La historia parece conocida: jugar bien gran parte del partido y luego terminar goleado en México. A Saprissa le faltó puntería y luego tuvo gruesos errores en defensa. ¿Mereció más? La pregunta deja espacio para muchas respuestas y la mayoría serán subjetivas, pero lo cierto es que el 4-1 en contra del Saprissa no refleja en un 100% lo visto en la cancha, al menos no durante 70 minutos.
Este miércoles la ‘S’ cumplió la promesa, porque así como lo hizo en la ida, llegó al Estadio Olímpico Universitario a jugar de tú a tú. Entre la motivación y su versión mejorada en el torneo de Concacaf, compitió sin complejos ante el conjunto mexicano.
Lo que le faltó eso sí, fueron goles, algo que evidentemente su rival sí logró. O también, si vemos una semana atrás, podríamos decir que padeció de concentración para que el 2-2 en la Cueva hubiera sido más bien un 2-0. La realidad es que no le alcanzó y cayó en la serie con un claro 6-3.
Tomando en cuenta los antecedentes y la historia reciente entre ticos y mexicanos, es innegable que el desempeño tibaseño fue, hasta cierto punto, inesperado.
Esta versión del equipo de Iñaki Alonso supo atacar. Pasó muchos momentos difíciles, algo que era casi imposible de evitar, pero al mismo tiempo se repuso a las adversidades, se plantó ante el Pumas y tuvo armas para responder.
Como era de esperarse, Pumas salió con la intención muy clara de buscar la anotación lo más rápido posible y lo consiguió en esos primeros 15 minutos de los que habló Alonso previo al duelo. La misión de evitar daños desde temprano se cayó en el 11′, cuando el conjunto local concretó mediante un cabezazo de Arturo Ortiz.
El zaguero le ganó la posición a Wálter Cortés y después se encargó de enviar un remate perfecto, imposible para un Aarón Cruz que después tuvo momentos para ponerse el traje de héroe.
Antes de ese tanto el Pumas había generado más oportunidades, realidad que vivió muy de cerca el joven Gerald Taylor, quien en apenas cuatro minutos ya había intervenido de manera oportuna, mostrando una vez más sus condiciones y personalidad en la cancha.

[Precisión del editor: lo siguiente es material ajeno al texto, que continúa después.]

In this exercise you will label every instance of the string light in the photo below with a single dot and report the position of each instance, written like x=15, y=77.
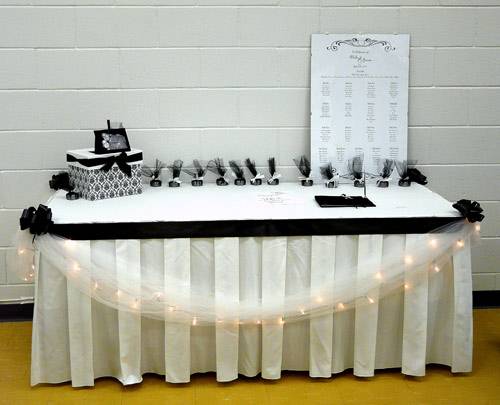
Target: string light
x=408, y=260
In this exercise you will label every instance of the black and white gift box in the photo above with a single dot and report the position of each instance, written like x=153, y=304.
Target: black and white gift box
x=96, y=177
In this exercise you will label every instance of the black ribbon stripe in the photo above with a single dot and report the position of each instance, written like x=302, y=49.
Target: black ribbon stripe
x=245, y=228
x=121, y=160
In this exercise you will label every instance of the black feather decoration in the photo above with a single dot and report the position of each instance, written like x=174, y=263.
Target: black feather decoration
x=237, y=169
x=176, y=168
x=328, y=171
x=386, y=168
x=355, y=167
x=304, y=166
x=250, y=164
x=217, y=166
x=271, y=162
x=153, y=173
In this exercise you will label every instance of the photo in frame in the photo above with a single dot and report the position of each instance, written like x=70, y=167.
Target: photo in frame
x=111, y=140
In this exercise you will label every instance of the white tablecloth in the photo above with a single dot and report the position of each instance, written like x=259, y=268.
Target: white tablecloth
x=76, y=338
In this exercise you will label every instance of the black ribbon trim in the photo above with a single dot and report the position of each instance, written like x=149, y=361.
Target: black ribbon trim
x=121, y=160
x=246, y=228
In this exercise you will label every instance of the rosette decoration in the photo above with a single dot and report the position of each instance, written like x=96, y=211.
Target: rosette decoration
x=304, y=166
x=153, y=173
x=197, y=174
x=275, y=177
x=469, y=209
x=217, y=167
x=176, y=169
x=355, y=170
x=62, y=181
x=256, y=180
x=238, y=173
x=330, y=175
x=38, y=220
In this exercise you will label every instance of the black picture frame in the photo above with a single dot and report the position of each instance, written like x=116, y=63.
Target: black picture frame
x=111, y=140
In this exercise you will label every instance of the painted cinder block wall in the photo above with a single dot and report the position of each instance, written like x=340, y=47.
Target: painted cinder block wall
x=225, y=77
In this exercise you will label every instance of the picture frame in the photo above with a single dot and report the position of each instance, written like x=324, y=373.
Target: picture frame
x=111, y=140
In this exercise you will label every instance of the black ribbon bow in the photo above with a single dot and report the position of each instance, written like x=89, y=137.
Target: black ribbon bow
x=416, y=176
x=38, y=221
x=60, y=181
x=121, y=161
x=470, y=210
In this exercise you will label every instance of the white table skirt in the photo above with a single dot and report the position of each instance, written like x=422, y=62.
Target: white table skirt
x=76, y=338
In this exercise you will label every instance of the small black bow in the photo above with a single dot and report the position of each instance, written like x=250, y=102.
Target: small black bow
x=60, y=181
x=121, y=161
x=416, y=176
x=470, y=210
x=37, y=220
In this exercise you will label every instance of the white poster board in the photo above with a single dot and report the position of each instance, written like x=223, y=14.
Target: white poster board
x=359, y=99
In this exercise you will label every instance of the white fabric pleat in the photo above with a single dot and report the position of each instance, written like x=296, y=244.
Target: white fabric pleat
x=321, y=327
x=274, y=254
x=297, y=278
x=80, y=323
x=250, y=276
x=415, y=314
x=177, y=255
x=226, y=290
x=78, y=339
x=462, y=317
x=129, y=323
x=346, y=254
x=365, y=329
x=391, y=310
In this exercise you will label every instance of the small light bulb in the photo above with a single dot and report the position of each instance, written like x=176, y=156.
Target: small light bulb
x=408, y=260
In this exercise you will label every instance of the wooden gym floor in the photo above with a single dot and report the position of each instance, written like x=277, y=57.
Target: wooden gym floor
x=439, y=386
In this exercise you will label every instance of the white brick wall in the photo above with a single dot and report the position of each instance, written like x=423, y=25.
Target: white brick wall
x=233, y=76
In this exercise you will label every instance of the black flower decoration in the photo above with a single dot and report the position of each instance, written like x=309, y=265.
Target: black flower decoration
x=470, y=210
x=38, y=221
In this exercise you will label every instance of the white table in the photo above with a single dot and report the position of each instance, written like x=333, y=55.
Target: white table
x=79, y=339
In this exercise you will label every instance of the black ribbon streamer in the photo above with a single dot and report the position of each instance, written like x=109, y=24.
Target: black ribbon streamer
x=121, y=160
x=469, y=209
x=38, y=221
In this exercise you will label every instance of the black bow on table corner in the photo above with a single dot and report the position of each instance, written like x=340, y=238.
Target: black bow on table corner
x=121, y=161
x=469, y=209
x=38, y=221
x=416, y=176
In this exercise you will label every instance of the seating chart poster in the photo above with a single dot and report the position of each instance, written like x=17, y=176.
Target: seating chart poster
x=359, y=99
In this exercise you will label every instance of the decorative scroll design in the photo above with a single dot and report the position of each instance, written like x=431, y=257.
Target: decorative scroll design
x=360, y=43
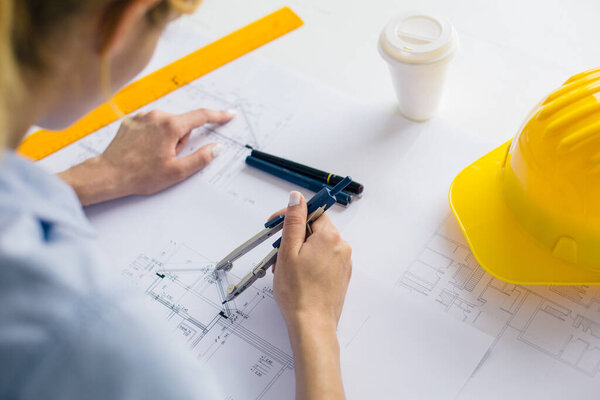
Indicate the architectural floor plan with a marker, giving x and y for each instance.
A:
(232, 339)
(560, 324)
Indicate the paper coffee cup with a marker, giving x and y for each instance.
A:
(418, 49)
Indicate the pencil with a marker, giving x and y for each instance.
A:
(296, 178)
(316, 174)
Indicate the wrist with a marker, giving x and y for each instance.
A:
(311, 323)
(95, 181)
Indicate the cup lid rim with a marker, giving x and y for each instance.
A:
(402, 47)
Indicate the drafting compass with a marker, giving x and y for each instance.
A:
(317, 205)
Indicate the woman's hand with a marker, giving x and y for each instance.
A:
(142, 158)
(310, 282)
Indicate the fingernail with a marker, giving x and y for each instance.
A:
(294, 199)
(217, 149)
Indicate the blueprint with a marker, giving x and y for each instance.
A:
(421, 314)
(167, 245)
(549, 335)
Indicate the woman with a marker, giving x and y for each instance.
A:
(61, 335)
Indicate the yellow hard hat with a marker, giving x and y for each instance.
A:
(530, 209)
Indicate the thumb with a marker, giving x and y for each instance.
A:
(294, 225)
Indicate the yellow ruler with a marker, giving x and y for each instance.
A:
(167, 79)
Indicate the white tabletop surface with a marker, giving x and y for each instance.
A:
(511, 53)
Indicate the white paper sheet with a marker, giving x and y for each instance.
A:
(547, 340)
(168, 245)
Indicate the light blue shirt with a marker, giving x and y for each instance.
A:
(67, 331)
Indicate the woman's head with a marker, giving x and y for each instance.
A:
(54, 53)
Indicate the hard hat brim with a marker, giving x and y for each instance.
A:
(497, 240)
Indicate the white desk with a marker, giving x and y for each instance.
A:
(512, 54)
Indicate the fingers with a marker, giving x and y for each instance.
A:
(294, 225)
(199, 159)
(277, 214)
(182, 142)
(322, 223)
(197, 118)
(181, 125)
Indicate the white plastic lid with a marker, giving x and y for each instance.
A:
(418, 38)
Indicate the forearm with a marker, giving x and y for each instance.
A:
(94, 181)
(317, 360)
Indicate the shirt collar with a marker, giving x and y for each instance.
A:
(29, 188)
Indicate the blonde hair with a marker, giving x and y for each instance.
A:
(25, 26)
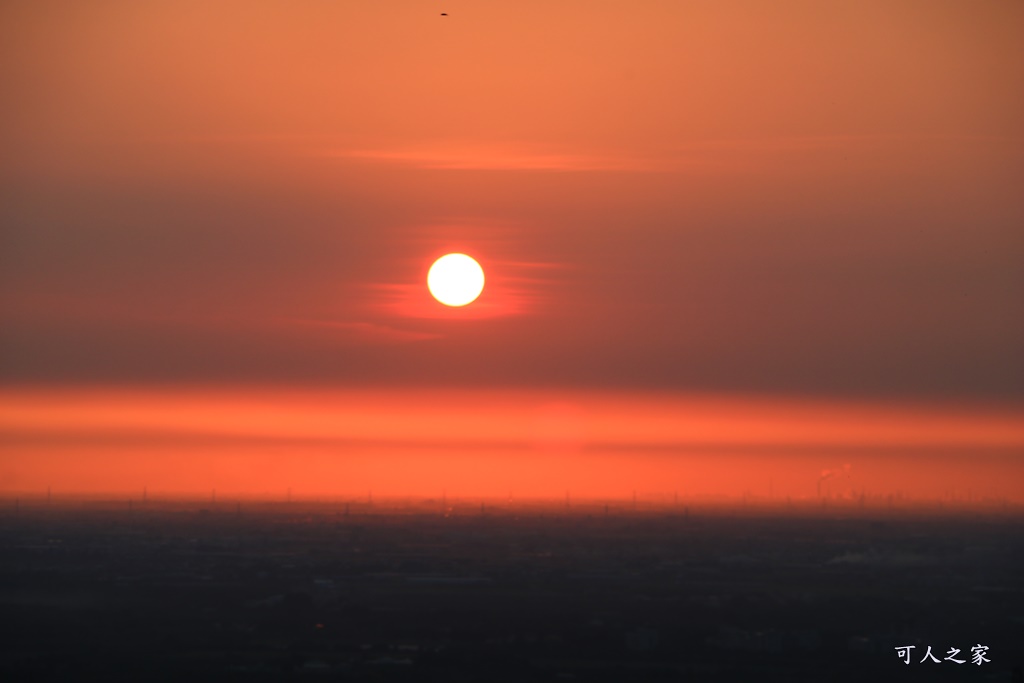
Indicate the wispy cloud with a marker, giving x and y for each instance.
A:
(481, 158)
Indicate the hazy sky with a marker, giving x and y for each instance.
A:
(786, 198)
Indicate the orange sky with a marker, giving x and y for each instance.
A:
(689, 202)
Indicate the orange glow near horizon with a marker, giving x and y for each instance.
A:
(526, 443)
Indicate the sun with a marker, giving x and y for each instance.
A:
(456, 280)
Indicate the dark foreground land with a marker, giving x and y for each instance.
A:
(317, 592)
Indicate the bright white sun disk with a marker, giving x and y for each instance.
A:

Pese a ese dominio de los locales, la S estuvo cerca de la anotación poco antes de recibir el 1-0. El conjunto tico quiso corresponder con acciones las palabras de sus jugadores, deseos de ser un contrincante complicado para los locales. Si Saprissa deseaba “plantearle cara” a Pumas, eso lo consiguió, pero también le faltó puntería.
En la primera acción de peligro los remates llegaron desde las piernas de Jimmy Marín, Marvin Angulo y David Guzmán y todos fueron desviados por la defensa y el arquero Julio González.
Saprissa nunca dejó de pasar apuros, sin que eso significara que desaparecía del partido; todo lo contrario, lo intentó en varias oportunidades pasando balones largos a Christian Bolaños, quien llegaba con espacio y en dos ocasiones le invalidaron la ocasión por fueras de juego.
Desde el otro lado, cada vez que Pumas tenía una jugada a balón parado llegaban los momentos más estresantes para los ticos. Así fue en el minuto 27, pero Aarón rechazó.
Después fue la oportunidad del guardameta azteca al evitar el tanto de Bolaños en el 34′. En el banquillo morado no podían creer que el festejo fuera tan esquivo.
La historia se repitió tras el descanso: Pumas salió a buscar el tanto y pronto Saprissa fue tomando confianza, hasta que por fin pudo celebrar, mediante el tanto de Ryan Bolaños (50′).
Ese gol encendió las alarmas del Pumas, que con algunas variantes volvió a tomar el control. Desde el banquillo también estuvo la diferencia, porque Saprissa no pudo responder tanto como los aztecas.
Con las anotaciones del argentino Juan Ignacio Dinneno (74′ y 82′) se acabó el sueño morado. Luego José de Oliveira (94′) hizo el daño más grande.
Saprissa pudo jugar bien en gran parte de la eliminatoria pero su estado de crisis sigue aumentando.